Recipe: flash_attention_2 graceful fallback#

Pattern: transformer scorers that prefer flash_attention_2 for speed must degrade gracefully when the GPU class doesn’t support it — otherwise the same code that runs on H100 / A100 breaks on RTX A6000 or smaller GPUs in the runpod-deploy GPU-failover pool.

Why this is a recipe, not a schema feature#

GPU-class detection and attention-implementation selection are consumer-domain concerns. They depend on the model architecture, the PyTorch/Transformers version pinned by your project, and what counts as an acceptable degraded mode for your evaluation. None of that is deployment metadata.

What runpod-deploy owns is the failover pool: it picks an available GPU class from pod.gpu_order and provisions it. What attention implementation your code uses on that GPU is yours to decide.
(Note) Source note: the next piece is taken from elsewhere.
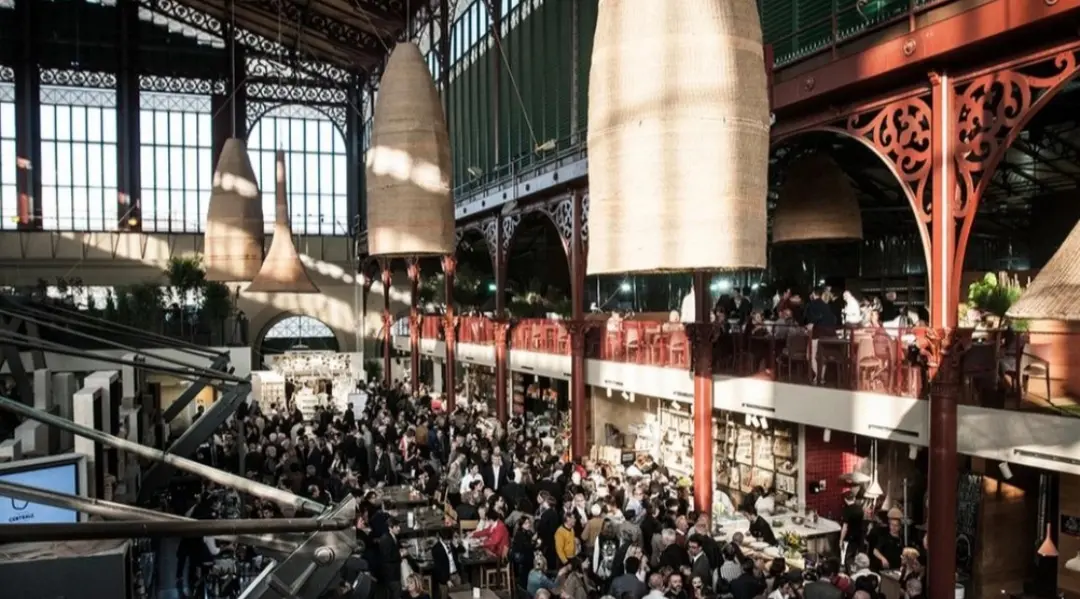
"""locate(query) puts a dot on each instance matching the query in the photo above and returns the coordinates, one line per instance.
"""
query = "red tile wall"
(827, 461)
Baking the try/except into the orchestrator would force one fallback policy on every consumer; consumers who genuinely need flash-attn-2 (e.g., for paper-grade timing comparisons) would have to opt out of the fallback they didn’t ask for.

Pattern (Python)#

import torch
from transformers import AutoModel

try:
    encoder = AutoModel.from_pretrained(
        model_id,
        revision=revision,
        attn_implementation="flash_attention_2",
        torch_dtype=torch.bfloat16 if torch.cuda.is_available() else torch.float32,
    )
except (ValueError, ImportError):
    # flash-attention-2 not available on this GPU class; fall back to
    # stock SDPA. Keep dtype + revision the same so determinism survives.
    encoder = AutoModel.from_pretrained(
        model_id,
        revision=revision,
        torch_dtype=torch.bfloat16 if torch.cuda.is_available() else torch.float32,
    )

The try/except costs nothing at runtime when flash-attn-2 is supported (the import / construct succeeds on first try) and turns a hard ValueError into a logged degraded mode on smaller GPUs.

What lives where#

Concern

Owner

Selecting an available GPU class from pod.gpu_order

runpod-deploy (failover loop in provider.select_gpu_across_datacenters)
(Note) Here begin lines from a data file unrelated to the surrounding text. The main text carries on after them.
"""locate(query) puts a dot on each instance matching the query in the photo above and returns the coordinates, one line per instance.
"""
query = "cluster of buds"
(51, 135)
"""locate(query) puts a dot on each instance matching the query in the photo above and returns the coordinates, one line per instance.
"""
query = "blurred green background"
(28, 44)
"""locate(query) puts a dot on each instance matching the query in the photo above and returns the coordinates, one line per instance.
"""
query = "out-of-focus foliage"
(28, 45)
Detecting GPU-class capabilities (FA2 support, SM compute capability)

Your model-loading code

Choosing the attention implementation

Your model-loading code

Logging which implementation was actually used (per-shard audit)
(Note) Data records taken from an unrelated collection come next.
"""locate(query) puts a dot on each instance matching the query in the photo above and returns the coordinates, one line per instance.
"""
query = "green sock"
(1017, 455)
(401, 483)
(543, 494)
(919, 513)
Your training code (emit a events-query-readable event)

Aggregating fallback frequency across shards

Your post-run analysis (events-query or custom forensics)

Anti-pattern to avoid#

Do not let the model-load fail hard when flash-attn-2 isn’t available. pod.gpu_order typically lists several GPU classes (failover for stock-outs). A sweep may land on an H100 for one shard and an A6000 for the next. Without the fallback, the second shard fails at model load with a ValueError: flash_attention_2 is not supported, the orchestrator pulls a stack trace, and the operator gets a billed failure for a portable-code bug.

Do not bake the fallback into runpod-deploy itself. The right choice between flash-attn-2, SDPA, and eager attention depends on your model + your tolerance for degraded performance. Consumers running paper-grade timing comparisons may explicitly want the hard-fail so they catch GPU-class drift early; consumers running production evals want the graceful fallback. Both are legitimate.

See also#

  • multi-config-sweep.md — sweeps that span GPU classes (the typical case for pod.gpu_order with multiple entries) hit this exact failure mode without the fallback.

  • reproducibility.md — log which attention implementation was used per shard for audit purposes; pair with events.emit_event("attn_impl", ...) from your training code so events-query can later answer “which shards fell back?”.